Trial registration: ClinicalTrials.gov Protocol Registration and Results, NCT06836687, AZ 199/17, release: 03/19/2024 retrospectively registered. https://register.clinicaltrials.gov/prs/beta/studies/S000EBC700000025/recordSummary

The incidence of unprovoked seizures and epilepsy in the elderly is higher than in any other age group [14, 24]. Late-onset epilepsy (LOE), defined as a new diagnosis of epilepsy at age 60 years or older, is mostly caused by stroke and other cerebrovascular diseases [4, 22]. These are often associated with chronic hypertension and other vascular risk factors, which are highly prevalent in the elderly [9].

However, in many cases, there is no evidence of a potentially epileptogenic lesion on brain imaging, making the cause of new-onset seizures unclear [14, 15].

In addition, it remains unknown if some non-specific neuroimaging findings have epileptogenic properties, e.g. global atrophy or cerebral small vessel disease (CSVD) [8, 22].

White matter lesions (WML), which are biomarkers of CSVD [30] and which are associated with an increased risk of subsequent stroke, dementia, and higher mortality [5] are a common neuroimaging finding in many older individuals.

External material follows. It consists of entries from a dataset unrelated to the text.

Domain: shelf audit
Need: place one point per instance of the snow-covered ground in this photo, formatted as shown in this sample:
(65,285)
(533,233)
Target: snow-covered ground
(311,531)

However, WML are significantly more common in patients with LOE compared to healthy controls [22]. The relationship between WML and LOE has been controversial. Some studies suggest that WML occur more frequently during the course of a long-term epilepsy diagnosis [11, 12, 21]. Research by Johnson et al. suggests that the prevalence of WML is increased even before the first seizure and diagnosis of LOE, raising the question of whether WML cause LOE [17]. Furthermore, the increased prevalence may be due to a completely different context. Overall, the role of WML and CSVD in epileptogenicity and seizure recurrence is not fully understood [8].

Few studies have focused on patients with first-onset seizures and, to date, no prospective studies have focused on the prognosis or treatment of patients with WML-related seizures [6, 8]. Especially in patients with first-onset seizures, determining the epileptogenicity of WML is important in assessing the risk of seizure recurrence and guiding treatment with anti-seizure medication (ASM).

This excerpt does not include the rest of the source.